Prices hold steady
as industrial production dips
By MARTIN CRUTSINGER and CHRISTOPHER S. RUGABER
The Associated Press
WASHINGTON – More evidence emerged Friday that the recession is easing, with output by the nation’s factories, mines and utilities falling at the slowest pace in six months.
At least one area of the economy is flat, but that’s welcome news. Consumer prices were level in April after a slight dip the prior month.
Inflation usually doesn’t pick up until well after a recovery begins, noted Mark Vitner, senior economist at Wachovia. If the economy rebounds late this year, as many analysts expect, prices likely will be stable until 2011, he said.
Some economists have been concerned about the possibility of deflation, a sustained period of declining prices that can deepen a recession. But most say that possibility appears remote because the Federal Reserve has responded with force to combat the downturn.
The Fed said output at factories, mines and utilities fell 0.5 percent last month, after revised declines of 1.7 percent in March and 1 percent in February. Analysts had expected a drop of 0.6 percent last month.

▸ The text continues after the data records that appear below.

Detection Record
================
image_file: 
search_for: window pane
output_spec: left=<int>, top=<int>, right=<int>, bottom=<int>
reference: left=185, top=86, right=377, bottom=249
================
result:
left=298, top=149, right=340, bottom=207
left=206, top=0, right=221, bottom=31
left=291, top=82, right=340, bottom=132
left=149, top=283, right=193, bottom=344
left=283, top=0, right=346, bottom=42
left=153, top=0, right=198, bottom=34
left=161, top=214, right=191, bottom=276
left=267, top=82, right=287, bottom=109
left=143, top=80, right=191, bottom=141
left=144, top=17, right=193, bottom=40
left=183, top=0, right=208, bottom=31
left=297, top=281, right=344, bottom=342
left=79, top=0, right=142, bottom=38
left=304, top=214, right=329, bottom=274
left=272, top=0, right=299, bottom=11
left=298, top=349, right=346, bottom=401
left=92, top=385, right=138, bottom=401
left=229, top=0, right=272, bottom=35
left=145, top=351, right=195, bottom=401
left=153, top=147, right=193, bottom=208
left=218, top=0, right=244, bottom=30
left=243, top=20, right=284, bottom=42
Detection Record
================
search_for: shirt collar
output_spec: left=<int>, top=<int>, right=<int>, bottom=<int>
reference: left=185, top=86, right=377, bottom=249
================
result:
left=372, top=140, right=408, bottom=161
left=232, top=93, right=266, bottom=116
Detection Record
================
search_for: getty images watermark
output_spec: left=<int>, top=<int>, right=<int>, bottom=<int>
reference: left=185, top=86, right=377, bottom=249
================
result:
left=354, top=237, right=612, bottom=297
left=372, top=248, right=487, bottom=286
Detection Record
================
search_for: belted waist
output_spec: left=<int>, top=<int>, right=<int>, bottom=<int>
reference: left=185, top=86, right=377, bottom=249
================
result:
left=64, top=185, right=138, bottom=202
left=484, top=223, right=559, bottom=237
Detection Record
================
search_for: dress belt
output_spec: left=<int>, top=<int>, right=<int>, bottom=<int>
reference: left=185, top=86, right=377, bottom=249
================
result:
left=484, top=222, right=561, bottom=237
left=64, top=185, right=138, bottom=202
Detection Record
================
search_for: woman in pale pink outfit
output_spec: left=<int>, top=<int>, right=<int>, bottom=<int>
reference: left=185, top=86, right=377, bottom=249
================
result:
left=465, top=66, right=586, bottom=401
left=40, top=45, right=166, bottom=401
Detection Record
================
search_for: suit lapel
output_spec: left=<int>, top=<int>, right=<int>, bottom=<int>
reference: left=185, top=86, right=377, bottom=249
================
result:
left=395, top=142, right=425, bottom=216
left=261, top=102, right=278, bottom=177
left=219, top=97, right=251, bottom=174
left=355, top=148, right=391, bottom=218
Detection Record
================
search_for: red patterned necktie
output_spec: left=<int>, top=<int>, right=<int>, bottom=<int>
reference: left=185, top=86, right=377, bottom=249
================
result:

Still, the report showed U.S. industry remains weak. Industrial production has fallen in 15 of the 17 months since the recession began in December 2007 and is down 16 percent since then.
“Overall, yet another report that fits within the picture of an economy contracting more slowly but still far from an actual recovery,” Paul Ashworth, senior U.S. economist at Capital Economics, wrote in a note Friday.
A 1.4 percent increase in auto production, which came after huge reductions earlier this year, boosted the overall results. But that won’t last as Chrysler LLC and General Motors Corp. are shutting plants in May and June, which could send industrial production lower, economists said.
Meanwhile, the Labor Department said its Consumer Price Index was flat last month, meeting economists’ expectations. The tame inflation performance reflected a second monthly drop in energy costs and a third straight decline in food prices.
Over the past year, consumer prices have fallen 0.7 percent, the largest 12-month decline since a similar drop for the year ending in June 1955.
Falling prices can be good for shoppers. But over the long term, they can erode wages and cause consumers to postpone purchases, leading to steep drops in production. A destabilizing period of falling prices hasn’t been seen in the U.S. since the Great Depression of the 1930s, though Japan suffered through deflation in the 1990s.
But broad price declines aren’t affecting goods outside food and energy, economists said. Core inflation, which excludes food and energy, rose 0.3 percent last month. It was the biggest jump since July, but about 40 percent of the gain came from a huge rise in tobacco prices, reflecting higher federal taxes.
“Inflation’s not a problem if you don’t smoke,” Vitner said.
Also Friday, a Reuters/University of Michigan index of consumer sentiment rose to an eight-month high in May.